Nossaman LLP Advises American Board of Obstetrics and Gynecology on Definition Policy on Certification
IRVINE (January 31, 2014) – On January 29, 2014, the American Board of Obstetrics and Gynecology (ABOG) adopted a new definition of an obstetrician and gynecologist and a new policy on certification. The new policy no longer precludes the treatment of men and further provides that, in order to be eligible for certification, a physician must devote a "majority" of his or her practice to obstetrics and gynecology. Advising the ABOG on behalf of David Matlock M.D., a Board-certified obstetrician/gynecologist, was Tom Curtis of Nossaman LLP.
In September 2013, the ABOG adopted a policy to exclude obstetrician/gynecologists from eligibility for Board certification or recertification if they treated male patients or did not devote 75% of their practices to obstetrics and gynecology. The policy identified eight narrow exceptions under which a male patient could be treated by a Board-certified/eligible physician. Later that year, in response to protests from certain Board certified obstetrician/gynecologists, two additional exceptions were created. However, the broad prohibition against the treatment of male patients remained in place.
On January 10, 2014, Nossaman advised ABOG that the policy constituted an unlawful restraint of trade in violation of the federal antitrust laws. Curtis advised ABOG that Board certification was critical to the successful practice of obstetrics and gynecology and that no legitimate justification existed for prohibiting obstetrician/gynecologists from treating men, since the prohibition did nothing to maintain or improve the quality of care provided by ABOG members and was not rationally related to issues of education, training, competence or expertise.
Nossaman informed ABOG that, in light of the devastating impacts that loss of Board certification would cause, Dr. Matlock and other similarly situated obstetrician/gynecologists were prepared to engage in legal action to overturn the unlawful restraint. Nossaman requested that ABOG engage in further rulemaking activity, and withdraw the prohibition against treating men in its entirety. On January 21, 2014, the General Counsel of ABOG responded, stating that the Board of ABOG was revising the rule. ABOG requested that Nossaman refrain from litigation pending review of the new rule.

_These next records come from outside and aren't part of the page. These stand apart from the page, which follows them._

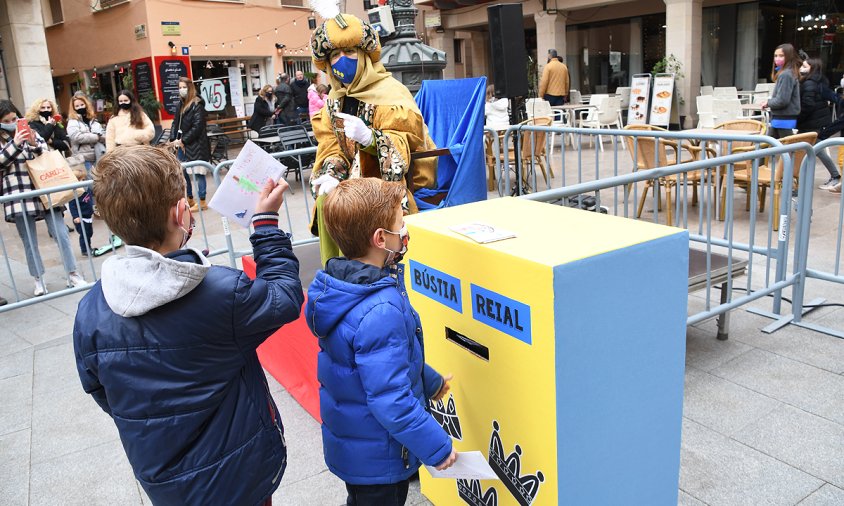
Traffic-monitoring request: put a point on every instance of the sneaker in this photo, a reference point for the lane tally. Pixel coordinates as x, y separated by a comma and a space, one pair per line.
40, 287
75, 279
830, 184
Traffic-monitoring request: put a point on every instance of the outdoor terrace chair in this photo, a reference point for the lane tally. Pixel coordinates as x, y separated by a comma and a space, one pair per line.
650, 153
768, 178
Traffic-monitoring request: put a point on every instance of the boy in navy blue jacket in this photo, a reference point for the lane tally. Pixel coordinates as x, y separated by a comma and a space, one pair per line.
82, 211
374, 384
165, 342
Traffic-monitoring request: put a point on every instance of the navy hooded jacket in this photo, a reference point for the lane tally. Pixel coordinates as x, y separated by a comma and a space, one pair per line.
374, 383
166, 346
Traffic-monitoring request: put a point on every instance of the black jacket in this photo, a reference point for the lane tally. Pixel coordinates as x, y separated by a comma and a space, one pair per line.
814, 108
285, 100
300, 92
261, 114
194, 137
54, 135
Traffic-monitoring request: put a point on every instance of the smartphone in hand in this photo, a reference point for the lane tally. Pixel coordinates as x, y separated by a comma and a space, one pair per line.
23, 126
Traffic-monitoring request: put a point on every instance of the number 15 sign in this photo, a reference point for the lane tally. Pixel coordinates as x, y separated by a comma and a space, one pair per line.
214, 93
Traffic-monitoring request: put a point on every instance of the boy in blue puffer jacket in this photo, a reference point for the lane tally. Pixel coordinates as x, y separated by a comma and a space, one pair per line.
165, 342
374, 382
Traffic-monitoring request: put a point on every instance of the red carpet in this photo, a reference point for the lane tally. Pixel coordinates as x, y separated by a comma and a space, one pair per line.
290, 355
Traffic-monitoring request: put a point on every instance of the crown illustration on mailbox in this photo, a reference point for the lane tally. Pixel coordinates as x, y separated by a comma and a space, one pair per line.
508, 468
446, 416
471, 492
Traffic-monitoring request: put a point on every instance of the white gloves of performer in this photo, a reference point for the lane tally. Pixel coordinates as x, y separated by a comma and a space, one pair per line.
326, 183
356, 129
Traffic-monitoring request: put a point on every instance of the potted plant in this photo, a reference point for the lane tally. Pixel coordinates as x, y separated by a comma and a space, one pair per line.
671, 65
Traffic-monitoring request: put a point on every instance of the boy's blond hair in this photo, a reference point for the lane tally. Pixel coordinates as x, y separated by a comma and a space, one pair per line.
357, 208
135, 187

"We commend Dr. Matlock for his courage in challenging the unlawful policy of ABOG and further complement ABOG and its legal counsel for their willingness to reconsider this matter and revise their policies voluntarily," said Curtis. "In doing so, ABOG has relieved Dr. Matlock and other physicians from the burden of engaging in costly litigation at a time when the resources of physicians are becoming ever more constrained."